Controversial 2014 guidelines from the Association of Perioperative Registered Nurses (AORN) recommended covering all hair, ears, and nape of the neck and surgical jackets for anyone not scrubbed in.

"The Joint Commission and other accrediting bodies have begun to enforce these recommendations as regulations, citing hospitals for poor infection control practice if they discovered that surgical caps were being worn in the OR," noted the researchers.

AORN has since walked back the recommendations, after a multi-society panel considered the evidence.
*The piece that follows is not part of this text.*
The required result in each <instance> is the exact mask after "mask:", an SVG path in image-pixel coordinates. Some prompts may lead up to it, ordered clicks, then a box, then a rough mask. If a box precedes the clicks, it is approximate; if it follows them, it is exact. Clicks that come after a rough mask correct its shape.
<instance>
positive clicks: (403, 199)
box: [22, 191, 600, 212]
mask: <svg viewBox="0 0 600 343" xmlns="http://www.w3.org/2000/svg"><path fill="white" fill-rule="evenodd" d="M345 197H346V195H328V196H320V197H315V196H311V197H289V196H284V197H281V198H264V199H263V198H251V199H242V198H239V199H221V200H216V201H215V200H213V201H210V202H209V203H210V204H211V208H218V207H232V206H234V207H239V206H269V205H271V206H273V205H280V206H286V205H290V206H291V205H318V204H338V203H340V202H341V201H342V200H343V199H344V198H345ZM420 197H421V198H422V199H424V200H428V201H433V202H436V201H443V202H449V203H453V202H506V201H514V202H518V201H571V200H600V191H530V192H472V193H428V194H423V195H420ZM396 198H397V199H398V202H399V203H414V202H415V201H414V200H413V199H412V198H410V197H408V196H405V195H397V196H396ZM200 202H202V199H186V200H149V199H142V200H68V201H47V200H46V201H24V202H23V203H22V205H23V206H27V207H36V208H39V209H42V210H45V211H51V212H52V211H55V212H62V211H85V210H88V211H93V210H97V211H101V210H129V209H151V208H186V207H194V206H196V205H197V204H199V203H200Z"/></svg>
It says each healthcare organization should decide for itself on type of head covering after likewise considering the evidence.

An editorial from 2019 in JAMA Surgery took a "plague on both your houses" position on the bouffant "scandal," criticizing AORN and the panel's inability to reach a consensus. "Leaders in the room needed to realize that this was the opportunity to either agree that the current data were insufficient to make a recommendation or collaborate by designing and organizing a multi-institutional equivalency or noninferiority trial to test the outcome of interest," the editorial stated, suggesting that the recommendation for each institution to make up its own rules was helpful to no one.

And bouffant-versus-cap is not even the most important infection-control issue for surgical teams, wrote Radwan Dipp Ramos, MD, and Kamal Itani, MD, both of Veterans Affairs Boston Healthcare System, in an invited commentary for Ponce's study.

"There are other common-sense recommendations regarding attire that we unfortunately disregard," including frequent laundering of cloth caps, not wearing scrubs home, and, when leaving the restricted area of the OR, removing headgear, mask, and shoe covers and changing or covering scrubs, the editorialists noted.

"Short of having best evidence in any of those areas, myth and reality will continue to coexist, and our common sense augmented by available evidence should prevail over emotions and careless practices," Ramos and Itani concluded.

Ponce's study included all 34,042 inpatient surgical encounters over the period when UAB Hospital changed its OR attire requirements: neither bouffants nor surgical jackets from Jan. 1 to Aug. 31, 2017; surgical jackets from Sept. 1, 2017, until Feb. 28, 2018; and bouffants added starting in March 2018 through the end of study on Oct. 31, 2018.

Surgical site infection data came from the institutional infection control monthly summary reports. Order invoices provide clear dates of implementation and cost.

Limitations included lack of data on degree of compliance, inability to control for different surgeons' skin preparation techniques, Surgical Care Improvement Project bundle compliance, surveillance beyond 30 days for implanted prostheses, duration of surgery, and emergency operations.


Ponce disclosed stock or stock options in Help Lightning, being a pain presenter/speaker and paid consultant for Tornier, and receiving IP royalties from Wright Medical Technology.

Itani has received grants from Pfizer to his institution and personal fees from Eupraxia.

Ramos disclosed no relevant relationships with industry.

Primary Source

JAMA Surgery

Source Reference: Wills BW, et al "Association of surgical jacket and bouffant use with surgical site infection risk" JAMA Surg 2020; DOI: 10.1001/jamasurg.2019.6044.

Secondary Source

JAMA Surgery

Source Reference: Ramos RD, Itani KM "Emotions, common sense, and evidence in operating room attire" JAMA Surg 2020; DOI: 10.1001/jamasurg.2019.6023.